Australians have always shown a bit of creativity with their favourite biscuits. Just eating them is not enough. We like to play with them!
Long before someone thought to bite the corners off a Tim Tam and slurp coffee up through the centre, millions of Aussie children squeezed thin yellow and black worms out of two SAOs sandwiched together with butter and Vegemite.
Made from ‘seven layers of flaky pastry’ to give them that ‘light bubbly texture’, SAOs were once Australia’s favourite biscuit. 525 million SAOs were sold annually in the early 1980s, only dropping back to 190 million at the beginning of this century as the Tim Tam increased in popularity.
Arnott’s started as a small bakery in Newcastle in 1865. By 1906, when the first SAO came off the production line, the biscuits with the famous ‘Rosella’ on the packet were no longer hand-made but factory-produced. Many Arnott’s biscuits have become more than food legends – they’ve become Aussie icons! Think of the Tim Tam, the Iced VoVo, Shapes, Tiny Teddies … and, of course, the SAO.
The humble SAO has been a ‘household name’ for a long time. But what lies behind that name?
Many stories about this have circulated over the years. One of the most enduring of all rumours is that the word ‘SAO’ comes from the initials for ‘Salvation Army Officer’. There are several variations on this theme, including ‘Salvation Army Order’ and ‘Serve and Obey’.
We don’t know which of these names is truth or which are fiction, but one thing is known: one morning, the then twenty-one-year-old manager of the Forest Lodge Arnott’s factory, Arthur Smith Arnott, walked into the factory wearing a Salvation Army officer’s jacket – to the bewilderment of the staff.
It was 1893. The previous evening, Arthur had dined with a friend who was a member of the Salvation Army and then went on to a Salvation Army open-air meeting in St Leonards Park, North Sydney. At that meeting, Arthur made the life-changing decision to become a follower of Jesus, as his father, William Arnott, had done many years before.
He started wearing the Salvation Army uniform to work and ran Bible study and prayer meetings with the workers. For the next five years, Arthur’s musical ability, his warm and cheery personality and his intense love for other people were valued by the Salvation Army Corps in New South Wales.
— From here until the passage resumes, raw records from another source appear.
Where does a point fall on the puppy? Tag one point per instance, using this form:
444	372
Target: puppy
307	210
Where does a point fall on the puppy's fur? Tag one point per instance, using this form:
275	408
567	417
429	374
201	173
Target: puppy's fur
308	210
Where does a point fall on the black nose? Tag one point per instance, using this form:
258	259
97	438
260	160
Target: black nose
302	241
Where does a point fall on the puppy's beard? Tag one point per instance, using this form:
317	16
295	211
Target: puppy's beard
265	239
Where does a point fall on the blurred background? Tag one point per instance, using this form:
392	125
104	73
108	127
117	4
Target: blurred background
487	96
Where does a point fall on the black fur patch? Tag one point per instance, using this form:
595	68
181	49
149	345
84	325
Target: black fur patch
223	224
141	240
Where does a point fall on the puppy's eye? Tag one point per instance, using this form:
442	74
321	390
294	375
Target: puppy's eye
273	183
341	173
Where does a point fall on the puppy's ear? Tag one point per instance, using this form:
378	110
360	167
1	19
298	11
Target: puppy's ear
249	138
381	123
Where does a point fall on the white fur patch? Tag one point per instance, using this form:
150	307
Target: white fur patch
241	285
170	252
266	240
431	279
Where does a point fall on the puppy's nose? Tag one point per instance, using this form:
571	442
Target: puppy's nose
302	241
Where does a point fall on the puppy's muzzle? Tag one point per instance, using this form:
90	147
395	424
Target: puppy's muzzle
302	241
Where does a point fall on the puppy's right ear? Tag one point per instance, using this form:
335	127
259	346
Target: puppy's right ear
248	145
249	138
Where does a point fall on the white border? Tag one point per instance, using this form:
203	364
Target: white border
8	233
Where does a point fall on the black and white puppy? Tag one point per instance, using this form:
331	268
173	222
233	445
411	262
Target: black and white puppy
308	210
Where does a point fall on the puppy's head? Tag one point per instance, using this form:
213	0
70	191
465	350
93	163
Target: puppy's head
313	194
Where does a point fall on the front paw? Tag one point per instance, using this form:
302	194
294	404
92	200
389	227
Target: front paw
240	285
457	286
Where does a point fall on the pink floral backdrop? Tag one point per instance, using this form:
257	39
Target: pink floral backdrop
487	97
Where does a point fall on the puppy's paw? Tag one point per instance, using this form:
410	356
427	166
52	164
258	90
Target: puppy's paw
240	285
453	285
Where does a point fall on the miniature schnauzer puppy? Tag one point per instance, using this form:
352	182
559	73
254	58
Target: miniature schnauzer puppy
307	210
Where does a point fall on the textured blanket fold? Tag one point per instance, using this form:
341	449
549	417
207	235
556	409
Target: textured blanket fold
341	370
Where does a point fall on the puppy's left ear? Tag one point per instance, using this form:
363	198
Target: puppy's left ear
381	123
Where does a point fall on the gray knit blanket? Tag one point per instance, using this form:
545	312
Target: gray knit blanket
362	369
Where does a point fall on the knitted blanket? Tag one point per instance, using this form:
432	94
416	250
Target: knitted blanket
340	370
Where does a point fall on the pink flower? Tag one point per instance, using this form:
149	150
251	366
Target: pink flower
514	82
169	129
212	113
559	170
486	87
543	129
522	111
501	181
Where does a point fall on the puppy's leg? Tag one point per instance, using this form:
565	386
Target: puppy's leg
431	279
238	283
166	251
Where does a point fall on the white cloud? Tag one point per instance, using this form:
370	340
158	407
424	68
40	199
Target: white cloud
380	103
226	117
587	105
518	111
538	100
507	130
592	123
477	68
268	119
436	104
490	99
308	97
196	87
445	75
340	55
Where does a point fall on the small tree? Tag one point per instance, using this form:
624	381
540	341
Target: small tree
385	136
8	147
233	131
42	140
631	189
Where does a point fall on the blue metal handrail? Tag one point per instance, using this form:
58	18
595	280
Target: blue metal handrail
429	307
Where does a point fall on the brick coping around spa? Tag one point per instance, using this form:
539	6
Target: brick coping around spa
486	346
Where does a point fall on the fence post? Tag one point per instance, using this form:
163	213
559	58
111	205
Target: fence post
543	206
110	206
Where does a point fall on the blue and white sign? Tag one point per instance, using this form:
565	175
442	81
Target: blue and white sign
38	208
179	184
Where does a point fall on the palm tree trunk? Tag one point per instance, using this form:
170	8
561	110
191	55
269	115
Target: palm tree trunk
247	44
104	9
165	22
In fact, Arthur felt so strongly called to serve with the Salvation Army that at the end of those first five years, he made a big decision: to leave his work with Arnott’s and train to minister with the Salvation Army full-time. He rose to the rank of Colonel and worked with children and youth for thirty-three years. He specialised in leading children through music, and the songs that he wrote for children’s events were sung all around the world. He said, ‘It is impossible to sing and grumble at the same time. But it is quite natural to sing and pray and rejoice all at once.’
It is said that Arthur never drew an allowance of more than a shilling a year (a very small amount of money) as he was supported in his ministry work by the generosity of the Arnott family. Workers at the time remember that the Salvation Army had a regular standing order for packets of SAO biscuits, and that’s why some think the letters stood for ‘Salvation Army Order’.
Arthur Arnott was well-known for being committed to telling people about Jesus in a respectful way, leading many to get to know who Jesus is, and to grow in their faith, and for his ability to raise money for the good works that the Salvation Army carried out.
Arthur and his generous family have left a legacy that continues to this day – and not just through the biscuits on our supermarket shelves. Today, the Arnott’s Foundation (the charity set up by the Arnott’s company) supports important projects that serve and care for the community, including Camp Quality, Food Bank, Driver Reviver and Fairy Sparkle.
We’ll never really know how the SAO biscuit got its name. However, almost everyone agrees that the name was, in some way or another, a tribute to Arthur Arnott’s involvement with the Salvation Army and his passion to show Jesus’ love to others through doing good work in the community.